Spinal Cord Hemangioblastoma : Diagnosis and Clinical Outcome after Surgical Treatment

Joon Ho Na 1, Hyeong Soo Kim 2, Whan Eoh 1, Jong Hyun Kim 1, Jong Soo Kim 1, Eun-Sang Kim 1,
PMCID: PMC2588179  PMID: 19096585

Abstract

Objective

Spinal cord hemangioblastoma is an uncommon vascular neoplasm with a benign nature and is associated with von Hippel-Lindau (VHL) disease in 20-30% of patients. Total removal of these tumors without significant neurological deficit remains a great challenge. The purpose of this study was to investigate the efficacy of VHL mutation analysis and to evaluate surgical outcome of patients with spinal cord hemangioblastomas.

Methods

This study included nine patients treated for spinal cord hemangioblastomas at our institute between December 1994 and March 2006. There were four male and five female patients. Mean age was 37.8 years. The mean follow-up period was 22.4 months. Magnetic resonance imaging (MRI) of the complete neuraxis was done in all cases and VHL mutation analysis was performed in three cases for a definite diagnosis.

Results

Six patients had intramedullary tumor, and the remaining patients had intradural extramedullary lesions. Five patients were associated with VHL disease. The von Hippel-Lindau mutation analysis was done in three patients and two of them showed VHL gene abnormality. Tumors were located in the cervical cord in five cases and in the thoracic cord in four cases. All patients underwent surgical intervention, and total removal was achieved in six cases. All patients showed improvement or, at least, clinically stationary state. Surgical complications did not develop in any cases.

Conclusion

Spinal hemangioblastoma in this series has been safely and effectively removed via a posterior approach. Postoperatively, clinical outcome was excellent in the majority of cases. The VHL mutation analysis was useful in patients with family history and in those with multiple hemangioblastomas.

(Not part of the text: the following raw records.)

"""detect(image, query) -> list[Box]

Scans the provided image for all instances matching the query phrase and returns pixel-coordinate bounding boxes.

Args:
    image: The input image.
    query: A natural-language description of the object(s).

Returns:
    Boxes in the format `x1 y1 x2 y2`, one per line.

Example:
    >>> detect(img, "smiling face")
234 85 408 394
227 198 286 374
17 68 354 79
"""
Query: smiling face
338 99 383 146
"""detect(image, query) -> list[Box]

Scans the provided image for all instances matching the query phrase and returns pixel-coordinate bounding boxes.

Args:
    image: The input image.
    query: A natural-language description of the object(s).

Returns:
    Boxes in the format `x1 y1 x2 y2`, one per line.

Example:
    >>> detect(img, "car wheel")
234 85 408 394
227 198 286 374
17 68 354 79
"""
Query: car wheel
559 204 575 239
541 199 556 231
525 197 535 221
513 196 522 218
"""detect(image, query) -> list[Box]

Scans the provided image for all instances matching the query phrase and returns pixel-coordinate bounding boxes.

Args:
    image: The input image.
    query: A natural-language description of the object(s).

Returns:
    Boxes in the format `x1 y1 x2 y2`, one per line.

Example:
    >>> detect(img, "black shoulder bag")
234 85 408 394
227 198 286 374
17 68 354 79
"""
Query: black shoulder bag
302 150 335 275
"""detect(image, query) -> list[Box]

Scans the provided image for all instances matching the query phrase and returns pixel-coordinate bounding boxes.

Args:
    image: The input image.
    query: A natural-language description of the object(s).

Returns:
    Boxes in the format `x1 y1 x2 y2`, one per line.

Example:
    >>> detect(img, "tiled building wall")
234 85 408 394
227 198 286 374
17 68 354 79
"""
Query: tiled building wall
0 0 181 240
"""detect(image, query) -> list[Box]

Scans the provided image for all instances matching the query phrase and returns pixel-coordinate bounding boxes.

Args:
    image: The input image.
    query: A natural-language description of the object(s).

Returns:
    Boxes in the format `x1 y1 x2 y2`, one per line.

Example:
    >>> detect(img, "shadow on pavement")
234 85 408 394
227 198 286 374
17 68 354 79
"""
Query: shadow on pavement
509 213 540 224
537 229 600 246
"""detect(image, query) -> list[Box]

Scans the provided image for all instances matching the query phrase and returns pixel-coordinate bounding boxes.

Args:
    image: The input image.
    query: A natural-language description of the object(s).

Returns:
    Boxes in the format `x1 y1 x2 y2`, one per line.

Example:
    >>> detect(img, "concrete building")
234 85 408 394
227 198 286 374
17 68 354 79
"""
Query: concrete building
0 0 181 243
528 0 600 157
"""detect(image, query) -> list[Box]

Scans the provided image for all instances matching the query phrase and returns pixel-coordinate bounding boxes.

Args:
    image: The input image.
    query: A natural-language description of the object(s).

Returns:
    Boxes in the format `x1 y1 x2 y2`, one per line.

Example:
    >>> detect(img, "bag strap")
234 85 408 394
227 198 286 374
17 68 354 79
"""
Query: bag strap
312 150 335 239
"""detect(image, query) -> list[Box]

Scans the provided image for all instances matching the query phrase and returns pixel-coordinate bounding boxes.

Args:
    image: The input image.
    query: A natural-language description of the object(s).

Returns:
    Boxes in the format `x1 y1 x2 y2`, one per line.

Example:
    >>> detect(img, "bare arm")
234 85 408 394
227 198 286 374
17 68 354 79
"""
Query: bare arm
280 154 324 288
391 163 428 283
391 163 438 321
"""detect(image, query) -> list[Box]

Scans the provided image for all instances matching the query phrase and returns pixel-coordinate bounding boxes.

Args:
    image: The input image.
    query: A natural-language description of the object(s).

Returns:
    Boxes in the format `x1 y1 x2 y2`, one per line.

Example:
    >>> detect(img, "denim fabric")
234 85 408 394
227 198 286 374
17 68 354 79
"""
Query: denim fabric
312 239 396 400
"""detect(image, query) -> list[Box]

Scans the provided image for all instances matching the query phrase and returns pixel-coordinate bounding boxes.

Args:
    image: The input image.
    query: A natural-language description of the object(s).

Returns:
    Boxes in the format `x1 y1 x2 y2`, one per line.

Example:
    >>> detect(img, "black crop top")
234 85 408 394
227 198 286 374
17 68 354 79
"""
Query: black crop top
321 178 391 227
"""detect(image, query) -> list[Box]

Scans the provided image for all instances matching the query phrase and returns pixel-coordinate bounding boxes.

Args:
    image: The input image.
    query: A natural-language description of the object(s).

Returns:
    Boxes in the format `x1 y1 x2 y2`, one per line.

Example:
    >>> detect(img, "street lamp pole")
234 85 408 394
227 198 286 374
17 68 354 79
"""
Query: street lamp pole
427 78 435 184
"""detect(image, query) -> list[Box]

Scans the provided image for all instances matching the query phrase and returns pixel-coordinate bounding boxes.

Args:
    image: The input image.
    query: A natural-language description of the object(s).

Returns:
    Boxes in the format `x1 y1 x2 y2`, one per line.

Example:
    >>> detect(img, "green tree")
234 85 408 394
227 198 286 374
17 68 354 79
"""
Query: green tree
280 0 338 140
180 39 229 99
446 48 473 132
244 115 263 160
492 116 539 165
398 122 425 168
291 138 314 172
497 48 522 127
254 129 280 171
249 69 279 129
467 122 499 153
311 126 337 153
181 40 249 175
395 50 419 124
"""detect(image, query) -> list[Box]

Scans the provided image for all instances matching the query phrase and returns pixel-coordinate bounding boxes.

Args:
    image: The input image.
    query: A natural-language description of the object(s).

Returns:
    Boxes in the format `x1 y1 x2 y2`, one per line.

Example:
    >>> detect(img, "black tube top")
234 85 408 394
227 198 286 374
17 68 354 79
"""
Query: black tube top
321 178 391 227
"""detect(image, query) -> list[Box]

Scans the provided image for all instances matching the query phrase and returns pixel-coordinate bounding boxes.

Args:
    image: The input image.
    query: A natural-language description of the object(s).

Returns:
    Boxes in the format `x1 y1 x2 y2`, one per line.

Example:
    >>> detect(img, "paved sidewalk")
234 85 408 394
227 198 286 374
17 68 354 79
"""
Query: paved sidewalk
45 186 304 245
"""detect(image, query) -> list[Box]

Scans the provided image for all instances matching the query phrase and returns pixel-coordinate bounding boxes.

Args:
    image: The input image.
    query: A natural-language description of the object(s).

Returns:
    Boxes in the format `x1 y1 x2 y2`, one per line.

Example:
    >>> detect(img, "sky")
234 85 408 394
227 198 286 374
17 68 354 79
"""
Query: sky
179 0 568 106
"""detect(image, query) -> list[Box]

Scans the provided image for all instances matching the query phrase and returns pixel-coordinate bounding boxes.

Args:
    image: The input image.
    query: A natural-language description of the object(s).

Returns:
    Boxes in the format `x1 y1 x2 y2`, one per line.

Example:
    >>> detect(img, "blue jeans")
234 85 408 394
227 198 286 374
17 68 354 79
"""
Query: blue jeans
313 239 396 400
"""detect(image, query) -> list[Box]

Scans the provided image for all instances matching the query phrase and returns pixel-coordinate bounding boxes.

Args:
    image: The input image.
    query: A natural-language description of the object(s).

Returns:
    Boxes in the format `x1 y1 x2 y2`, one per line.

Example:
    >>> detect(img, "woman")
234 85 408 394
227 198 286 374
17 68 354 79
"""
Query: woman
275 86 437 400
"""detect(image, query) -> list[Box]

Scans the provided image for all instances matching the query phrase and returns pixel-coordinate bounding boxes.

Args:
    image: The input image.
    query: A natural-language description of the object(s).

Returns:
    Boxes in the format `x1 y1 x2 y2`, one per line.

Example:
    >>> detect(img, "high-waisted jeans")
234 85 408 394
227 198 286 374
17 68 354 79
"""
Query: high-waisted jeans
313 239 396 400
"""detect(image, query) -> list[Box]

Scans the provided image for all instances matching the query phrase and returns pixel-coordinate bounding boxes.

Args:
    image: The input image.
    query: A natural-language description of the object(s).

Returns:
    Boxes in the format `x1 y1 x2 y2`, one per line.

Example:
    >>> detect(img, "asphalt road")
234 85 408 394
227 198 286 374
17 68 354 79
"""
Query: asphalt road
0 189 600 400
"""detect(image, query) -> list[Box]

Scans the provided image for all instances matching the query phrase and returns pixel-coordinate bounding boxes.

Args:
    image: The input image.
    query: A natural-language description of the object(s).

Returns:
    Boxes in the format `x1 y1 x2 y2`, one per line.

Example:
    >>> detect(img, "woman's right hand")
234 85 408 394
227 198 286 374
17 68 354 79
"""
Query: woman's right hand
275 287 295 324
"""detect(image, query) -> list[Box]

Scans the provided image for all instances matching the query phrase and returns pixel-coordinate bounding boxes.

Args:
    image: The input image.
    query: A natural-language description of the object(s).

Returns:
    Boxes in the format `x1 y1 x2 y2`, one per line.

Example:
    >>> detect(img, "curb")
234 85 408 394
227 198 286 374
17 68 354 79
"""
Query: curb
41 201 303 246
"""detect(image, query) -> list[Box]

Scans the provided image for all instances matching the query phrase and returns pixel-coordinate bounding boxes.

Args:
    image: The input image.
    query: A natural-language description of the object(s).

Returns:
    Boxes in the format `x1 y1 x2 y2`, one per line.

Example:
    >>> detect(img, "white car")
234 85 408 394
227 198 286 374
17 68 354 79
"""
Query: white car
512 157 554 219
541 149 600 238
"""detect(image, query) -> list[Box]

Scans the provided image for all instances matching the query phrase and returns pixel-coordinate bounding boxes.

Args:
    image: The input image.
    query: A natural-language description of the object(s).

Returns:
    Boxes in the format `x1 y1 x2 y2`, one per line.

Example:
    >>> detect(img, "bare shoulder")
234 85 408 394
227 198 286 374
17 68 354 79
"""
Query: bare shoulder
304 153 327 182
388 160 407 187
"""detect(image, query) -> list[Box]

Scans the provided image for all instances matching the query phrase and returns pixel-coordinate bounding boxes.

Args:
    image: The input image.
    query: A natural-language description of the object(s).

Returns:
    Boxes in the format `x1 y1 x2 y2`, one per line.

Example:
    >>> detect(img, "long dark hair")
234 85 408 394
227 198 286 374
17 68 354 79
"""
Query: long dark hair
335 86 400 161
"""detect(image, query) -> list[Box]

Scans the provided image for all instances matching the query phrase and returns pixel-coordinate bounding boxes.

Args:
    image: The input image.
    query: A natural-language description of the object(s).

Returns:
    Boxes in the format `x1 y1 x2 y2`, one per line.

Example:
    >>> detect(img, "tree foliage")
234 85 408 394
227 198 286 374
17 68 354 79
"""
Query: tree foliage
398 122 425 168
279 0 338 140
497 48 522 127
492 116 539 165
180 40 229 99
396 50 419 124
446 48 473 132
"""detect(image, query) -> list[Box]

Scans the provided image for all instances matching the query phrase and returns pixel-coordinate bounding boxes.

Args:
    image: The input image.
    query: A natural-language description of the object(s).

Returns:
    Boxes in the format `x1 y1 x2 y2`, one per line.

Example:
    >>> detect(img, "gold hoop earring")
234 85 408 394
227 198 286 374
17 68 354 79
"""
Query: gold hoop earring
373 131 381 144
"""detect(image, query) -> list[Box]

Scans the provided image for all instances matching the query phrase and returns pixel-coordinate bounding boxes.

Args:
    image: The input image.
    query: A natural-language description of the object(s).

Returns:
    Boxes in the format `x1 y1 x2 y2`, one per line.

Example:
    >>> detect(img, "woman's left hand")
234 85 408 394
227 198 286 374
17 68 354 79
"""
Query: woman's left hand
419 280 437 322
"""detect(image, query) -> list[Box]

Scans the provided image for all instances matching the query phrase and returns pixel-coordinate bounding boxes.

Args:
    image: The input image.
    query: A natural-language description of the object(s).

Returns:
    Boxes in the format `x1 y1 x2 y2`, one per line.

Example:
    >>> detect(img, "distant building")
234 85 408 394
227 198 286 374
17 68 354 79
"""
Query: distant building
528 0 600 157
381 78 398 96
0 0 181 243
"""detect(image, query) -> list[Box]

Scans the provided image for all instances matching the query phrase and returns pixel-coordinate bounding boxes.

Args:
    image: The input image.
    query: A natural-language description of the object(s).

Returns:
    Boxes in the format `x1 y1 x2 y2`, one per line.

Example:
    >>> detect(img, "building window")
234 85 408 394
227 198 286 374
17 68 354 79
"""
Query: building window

Keywords: Hemangioblastoma, Von Hippel-Lindau disease, Mutation analysis

INTRODUCTION

Hemangioblastomas are vascular tumors that can be found throughout the central nervous system including spinal cord that account for approximately 2% of primary spinal cord tumors9,18,35). They are benign neoplasm (World Health Organization Grade I), but can cause significant morbidity and mortality through mass effect according to the intraspinal lesion20,27).

Von Hippel-Lindau (VHL) disease denotes an important subset of patients who present with hemangioblastomas in the central nervous system (CNS). Hemangioblastomas of the spinal cord occur more commonly as sporadic isolated lesions (70-80% of cases) rather than as multiple lesions in the cerebellum and retina as part of the VHL disease1,7,15,18-20,35). The basis of familial inheritance of VHL disease is a germline mutation in the VHL tumor suppressor gene, which is located in the short arm of chromosome 3p2510). A method of VHL gene mutation analysis is accessible and is used for genetic testing within families with VHL disease31). The actual rate of sensitivity and specificity for applied VHL molecular genetic analysis is reported to be up to 99% by use of automated sequencing, Southern blotting, and fluorescence in situ hybridization6,12).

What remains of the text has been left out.